The development of archaeology policy matches the increasing importance of the
archaeologist practicing under the terms of a regulatory permit system, to the exclusion of others, and marks a series of victories in policy contests for archaeological interests. International charters and conventions on excavation and the administration of archaeology regulation mark significant policy victories. However, as the policy continues to evolve, two groups of interests are acting to destabilise the contest. The growth of cultural resource management and its concomitant focus on the mitigating adverse impacts to archaeological sites threatened by development has narrowed the focus of archaeologists the positivist staples of material, data and salvage, and at the same time expanded the scope of participation in implementation contests to non-archaeological private interests, including development interests.
At the same time, international conventions and charters, as well as specific policies in a number of western states mark a growing recognition of indigenous interest in cultural heritage, including both archaeological resources and the intangible values associated with cultural heritage places. This concern for more than material remains on archaeological sites can be seen contributing to some of the Canadian policy as well. In this, the position
theorised by Schattschneider (1960) is evident: archaeological policy contests are less intense than those concerning the traditional and treaty rights of Indigenous groups, and as a
consequence the direction of the contest has changed, with archaeology contests subsumed under the new, and much larger contest over indigenous rights and heritage. Archaeological practice, and the contests over policy implementation became less intense through the 20th century as archaeological practice came to be formally co-opted into development approvals processes. By comparison, Indigenous interests, coupled with an emerging policy focus on intangible heritage has left archaeologists negotiating to retain their position as technical experts in handling, although not necessarily interpreting, material remains.

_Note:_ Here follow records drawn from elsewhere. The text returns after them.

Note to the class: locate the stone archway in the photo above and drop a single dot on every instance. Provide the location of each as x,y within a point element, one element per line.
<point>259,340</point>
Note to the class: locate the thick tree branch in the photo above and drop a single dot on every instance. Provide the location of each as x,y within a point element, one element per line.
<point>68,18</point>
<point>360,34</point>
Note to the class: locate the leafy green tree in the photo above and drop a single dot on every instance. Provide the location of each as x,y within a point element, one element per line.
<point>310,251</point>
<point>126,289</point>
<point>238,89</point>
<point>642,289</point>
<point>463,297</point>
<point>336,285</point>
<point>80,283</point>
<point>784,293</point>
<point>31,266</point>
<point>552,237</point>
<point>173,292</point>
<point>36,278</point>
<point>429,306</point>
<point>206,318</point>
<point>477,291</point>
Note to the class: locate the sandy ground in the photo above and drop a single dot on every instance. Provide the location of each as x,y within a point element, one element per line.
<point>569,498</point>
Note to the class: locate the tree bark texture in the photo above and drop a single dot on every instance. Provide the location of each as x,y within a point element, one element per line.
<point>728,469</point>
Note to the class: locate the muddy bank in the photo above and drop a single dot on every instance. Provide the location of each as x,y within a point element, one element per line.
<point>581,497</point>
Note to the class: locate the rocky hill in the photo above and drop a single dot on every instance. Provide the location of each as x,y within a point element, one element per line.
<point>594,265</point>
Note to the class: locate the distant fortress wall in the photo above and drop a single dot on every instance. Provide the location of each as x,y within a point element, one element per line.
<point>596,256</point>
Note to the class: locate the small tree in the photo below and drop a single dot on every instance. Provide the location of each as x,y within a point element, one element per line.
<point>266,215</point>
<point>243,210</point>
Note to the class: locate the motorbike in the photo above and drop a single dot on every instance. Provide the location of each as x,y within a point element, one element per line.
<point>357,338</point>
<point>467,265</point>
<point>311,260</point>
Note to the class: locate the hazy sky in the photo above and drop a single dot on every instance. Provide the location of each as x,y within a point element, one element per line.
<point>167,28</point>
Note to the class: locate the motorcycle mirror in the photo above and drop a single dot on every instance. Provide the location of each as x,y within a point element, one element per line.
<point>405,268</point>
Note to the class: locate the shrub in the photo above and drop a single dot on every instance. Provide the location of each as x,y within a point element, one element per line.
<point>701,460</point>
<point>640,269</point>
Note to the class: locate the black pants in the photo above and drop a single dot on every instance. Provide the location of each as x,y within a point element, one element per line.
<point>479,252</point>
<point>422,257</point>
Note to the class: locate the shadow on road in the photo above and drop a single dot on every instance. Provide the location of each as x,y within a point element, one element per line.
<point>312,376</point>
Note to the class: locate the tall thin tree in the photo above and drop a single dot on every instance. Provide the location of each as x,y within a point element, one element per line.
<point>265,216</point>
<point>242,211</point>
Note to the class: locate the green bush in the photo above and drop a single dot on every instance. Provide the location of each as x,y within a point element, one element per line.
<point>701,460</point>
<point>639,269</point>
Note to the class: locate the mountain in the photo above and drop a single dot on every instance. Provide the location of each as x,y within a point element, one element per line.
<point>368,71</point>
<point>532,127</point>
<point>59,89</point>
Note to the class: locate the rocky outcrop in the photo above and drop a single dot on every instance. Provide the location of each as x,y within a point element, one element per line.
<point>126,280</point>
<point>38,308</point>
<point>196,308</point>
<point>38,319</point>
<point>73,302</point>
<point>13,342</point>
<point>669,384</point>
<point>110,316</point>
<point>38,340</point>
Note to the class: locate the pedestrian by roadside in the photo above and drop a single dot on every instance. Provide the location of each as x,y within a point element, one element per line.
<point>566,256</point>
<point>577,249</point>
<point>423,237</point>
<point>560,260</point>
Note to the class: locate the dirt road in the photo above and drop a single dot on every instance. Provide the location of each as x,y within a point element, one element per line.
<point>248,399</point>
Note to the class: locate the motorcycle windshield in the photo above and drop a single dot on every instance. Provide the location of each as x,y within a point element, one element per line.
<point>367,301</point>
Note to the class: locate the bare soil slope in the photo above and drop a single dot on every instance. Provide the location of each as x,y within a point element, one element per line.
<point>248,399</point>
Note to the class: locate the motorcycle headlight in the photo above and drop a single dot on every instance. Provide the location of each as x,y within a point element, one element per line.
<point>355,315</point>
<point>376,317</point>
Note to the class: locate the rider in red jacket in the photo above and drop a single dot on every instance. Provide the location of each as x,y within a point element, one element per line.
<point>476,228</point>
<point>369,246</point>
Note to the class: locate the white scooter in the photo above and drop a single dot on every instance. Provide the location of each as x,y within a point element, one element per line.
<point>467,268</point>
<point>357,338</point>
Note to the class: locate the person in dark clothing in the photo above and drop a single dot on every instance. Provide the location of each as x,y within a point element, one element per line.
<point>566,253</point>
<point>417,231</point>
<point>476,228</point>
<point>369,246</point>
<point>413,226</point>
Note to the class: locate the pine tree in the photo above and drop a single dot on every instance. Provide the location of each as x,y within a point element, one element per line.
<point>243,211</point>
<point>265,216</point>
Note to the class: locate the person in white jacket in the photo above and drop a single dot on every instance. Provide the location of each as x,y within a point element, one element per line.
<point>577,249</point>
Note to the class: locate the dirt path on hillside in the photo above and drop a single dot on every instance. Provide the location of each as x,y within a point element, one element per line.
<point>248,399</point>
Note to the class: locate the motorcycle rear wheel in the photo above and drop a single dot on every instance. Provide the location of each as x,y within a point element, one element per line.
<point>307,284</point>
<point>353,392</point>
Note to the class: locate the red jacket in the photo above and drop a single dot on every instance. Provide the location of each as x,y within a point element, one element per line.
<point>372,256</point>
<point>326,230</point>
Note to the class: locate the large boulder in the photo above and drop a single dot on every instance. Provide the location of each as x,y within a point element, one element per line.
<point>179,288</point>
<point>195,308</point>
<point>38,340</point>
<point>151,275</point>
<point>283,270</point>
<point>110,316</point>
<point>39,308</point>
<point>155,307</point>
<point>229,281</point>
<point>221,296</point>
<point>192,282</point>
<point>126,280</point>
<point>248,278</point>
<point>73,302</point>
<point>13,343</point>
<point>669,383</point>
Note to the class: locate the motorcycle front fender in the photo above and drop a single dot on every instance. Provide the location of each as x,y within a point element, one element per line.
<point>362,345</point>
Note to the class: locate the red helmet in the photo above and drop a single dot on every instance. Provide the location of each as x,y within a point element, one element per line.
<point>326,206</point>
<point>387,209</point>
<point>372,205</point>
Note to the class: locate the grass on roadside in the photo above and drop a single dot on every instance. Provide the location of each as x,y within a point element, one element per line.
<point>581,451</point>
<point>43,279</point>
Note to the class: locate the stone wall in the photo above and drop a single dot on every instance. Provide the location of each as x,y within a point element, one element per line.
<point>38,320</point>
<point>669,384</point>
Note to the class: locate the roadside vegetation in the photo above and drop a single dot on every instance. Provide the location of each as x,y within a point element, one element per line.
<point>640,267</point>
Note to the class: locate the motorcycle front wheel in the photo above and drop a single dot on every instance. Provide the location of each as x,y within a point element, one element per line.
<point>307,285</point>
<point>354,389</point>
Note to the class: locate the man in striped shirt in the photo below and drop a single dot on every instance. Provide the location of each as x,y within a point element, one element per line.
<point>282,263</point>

Although these contests remain distinct, contests where archaeology policy or practice have been challenged directly (as in the case of the ongoing debates over native burial repatriation in the United States, suggests that the star of the archaeological interest is no longer ascendant.

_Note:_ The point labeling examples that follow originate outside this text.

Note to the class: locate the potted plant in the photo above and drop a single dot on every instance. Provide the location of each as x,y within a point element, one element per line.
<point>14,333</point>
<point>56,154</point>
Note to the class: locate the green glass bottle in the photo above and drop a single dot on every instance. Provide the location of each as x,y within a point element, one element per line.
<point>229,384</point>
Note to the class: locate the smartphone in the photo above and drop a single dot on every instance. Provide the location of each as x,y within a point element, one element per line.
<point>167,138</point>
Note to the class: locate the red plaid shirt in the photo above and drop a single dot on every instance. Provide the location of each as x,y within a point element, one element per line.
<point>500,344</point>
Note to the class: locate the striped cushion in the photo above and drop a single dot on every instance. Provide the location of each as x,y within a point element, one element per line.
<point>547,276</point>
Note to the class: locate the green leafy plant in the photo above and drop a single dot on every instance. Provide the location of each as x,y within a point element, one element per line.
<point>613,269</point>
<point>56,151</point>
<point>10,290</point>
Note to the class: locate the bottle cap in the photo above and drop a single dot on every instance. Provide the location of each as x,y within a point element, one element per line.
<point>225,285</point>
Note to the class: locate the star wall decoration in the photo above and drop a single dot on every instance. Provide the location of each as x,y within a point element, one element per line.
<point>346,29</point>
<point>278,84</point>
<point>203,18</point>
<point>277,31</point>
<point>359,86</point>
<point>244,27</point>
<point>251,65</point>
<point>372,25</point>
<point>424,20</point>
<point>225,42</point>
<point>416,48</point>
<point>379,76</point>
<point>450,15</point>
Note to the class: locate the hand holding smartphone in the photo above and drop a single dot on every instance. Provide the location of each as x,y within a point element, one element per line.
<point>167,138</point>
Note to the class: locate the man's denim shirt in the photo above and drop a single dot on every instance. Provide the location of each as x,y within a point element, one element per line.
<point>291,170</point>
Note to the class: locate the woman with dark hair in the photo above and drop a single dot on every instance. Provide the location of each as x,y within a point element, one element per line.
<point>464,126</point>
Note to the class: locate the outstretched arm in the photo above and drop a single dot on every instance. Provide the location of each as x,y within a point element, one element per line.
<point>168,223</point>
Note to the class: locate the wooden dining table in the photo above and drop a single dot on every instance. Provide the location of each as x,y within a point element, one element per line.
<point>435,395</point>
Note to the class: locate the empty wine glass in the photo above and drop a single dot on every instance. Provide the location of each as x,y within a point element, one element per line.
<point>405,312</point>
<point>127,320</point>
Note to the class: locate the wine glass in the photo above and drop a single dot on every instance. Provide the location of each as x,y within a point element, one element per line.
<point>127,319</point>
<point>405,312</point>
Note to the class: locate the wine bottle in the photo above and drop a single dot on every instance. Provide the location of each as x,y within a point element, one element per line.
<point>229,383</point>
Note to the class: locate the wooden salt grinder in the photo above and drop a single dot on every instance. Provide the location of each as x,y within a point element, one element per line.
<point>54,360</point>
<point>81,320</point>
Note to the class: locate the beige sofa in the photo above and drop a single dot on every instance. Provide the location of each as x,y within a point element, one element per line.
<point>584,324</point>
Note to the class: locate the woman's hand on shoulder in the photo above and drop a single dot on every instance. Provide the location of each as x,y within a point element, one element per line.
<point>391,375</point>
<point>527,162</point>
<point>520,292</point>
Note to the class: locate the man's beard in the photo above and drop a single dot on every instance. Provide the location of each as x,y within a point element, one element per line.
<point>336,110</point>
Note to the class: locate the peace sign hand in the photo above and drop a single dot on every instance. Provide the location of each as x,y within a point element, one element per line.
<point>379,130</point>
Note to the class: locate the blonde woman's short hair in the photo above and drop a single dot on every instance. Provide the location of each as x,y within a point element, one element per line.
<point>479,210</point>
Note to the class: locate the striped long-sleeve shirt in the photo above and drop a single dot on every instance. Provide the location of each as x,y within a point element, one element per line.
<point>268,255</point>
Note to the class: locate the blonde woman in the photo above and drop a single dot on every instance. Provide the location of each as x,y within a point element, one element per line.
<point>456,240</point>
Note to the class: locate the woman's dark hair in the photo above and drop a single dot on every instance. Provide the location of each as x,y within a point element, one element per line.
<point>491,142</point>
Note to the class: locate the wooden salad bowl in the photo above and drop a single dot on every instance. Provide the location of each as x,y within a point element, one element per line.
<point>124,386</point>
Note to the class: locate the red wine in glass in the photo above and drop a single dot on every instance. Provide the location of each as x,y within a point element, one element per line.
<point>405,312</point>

In the next Chapter, I draw my focus to one jurisdiction, Ontario, Canada, in which the development of archaeological policy has many of the characteristics of western archaeology policy, including a formal mechanism for authorising practice, a focus on material remains
and salvage excavation, policy implementation through a network centred on land and resource development, and finally an increasing pressure to expand the scope of the policy contest to include consideration of indigenous interests.